I retraced my steps, my hands shaking so violently I could barely see them in the moonlight. The cold wasn’t just stealing warmth anymore. It was stealing my thoughts, stealing reason, leaving only the primal panic of being prey.
My dress caught again. I yanked it free without looking, feeling more fabric tear away.
“I’m getting closer,” Alexei sang out. “Can you feel it? That pressure on the back of your neck? That’s me. Right behind you.”
I wanted to scream. I wanted to collapse. I wanted to wake up from this nightmare.
But I kept running.
The fountain. Left at the fountain.
But I’d already passed it. Hadn’t I?
I couldn’t remember. Couldn’t think past the terror that filled my skull like static noise.
My foot caught on something hidden under the snow. A root, maybe a stone. I went down hard. Pain exploded through my knee again as I hit frozen ground.
Snow filled my mouth while the cold burned my face.
Get up. GET UP.
I scrambled to my feet, my knee screaming in protest, and kept moving. Limping now. Leaving a blood trail in the snow from where I’d cut my foot on something sharp.
“There it is,” Alexei’s voice was so close I could feel it in my bones. “That’s the sound I wanted. Desperation. You’re bleeding now. I can smell it.”
The paths blurred together through my tears. Was this right? Had I been here before?
Then, I saw the dome.
Rising through the darkness like salvation, glass panels reflecting moonlight, a warm glow from within, casting golden light across the snow.

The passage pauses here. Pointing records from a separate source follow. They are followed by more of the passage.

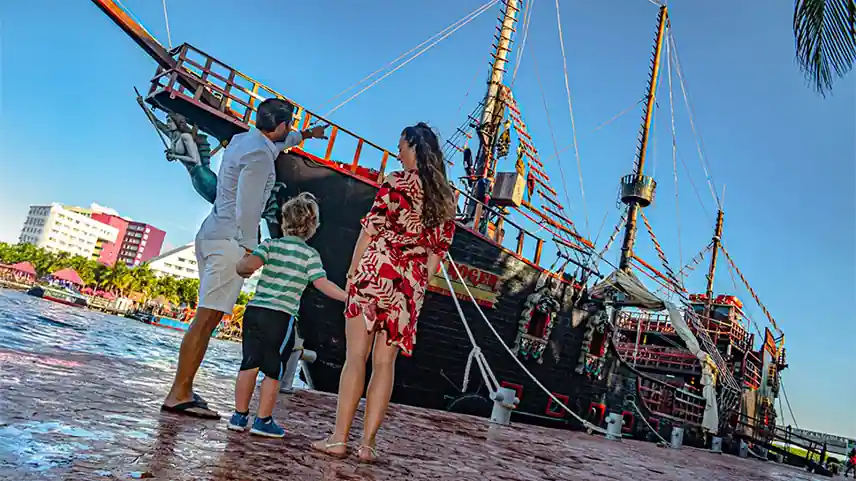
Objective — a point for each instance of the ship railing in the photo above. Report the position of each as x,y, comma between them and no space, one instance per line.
680,404
658,357
229,94
752,372
726,331
646,321
238,97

But with Alexei right behind me, it didn’t mean that much now. There was nowhere else to go.
I pushed through the final turn, my lungs burning and my vision tunneling. The door was right there. Right there.
My numb fingers fumbled with the handle. Come on, COME ON.
It opened.
I fell inside, the warm air hitting me and making me gasp. Butterflies stirred, disturbed by my violent entrance.
I turned to close the door, to lock it, but a hand caught it.
Alexei pushed through. We were both inside the dome now. Him and me. Alone.
His face was flushed from the chase, his eyes bright with hunger and satisfaction as he cornered his prey.
“End of the line, Babochka,” he said, pulling out his gun and pushing it against my forehead. “And I’m going to enjoy every second of this.”
Steadily, I walked back as he pressed his muzzle further into my skin, stumbling and falling down. I searched the ground behind me as he closed in on me, his hand stretched to pull me up. Right before he grabbed me, my fingers wrapped around a rock, and I hurled it straight at his head.
Alexei cursed upon impact, and I took that moment to run out of the dome again and back into the maze.
His roar of fury almost shook the ground, but there was nothing that could stop me from running now.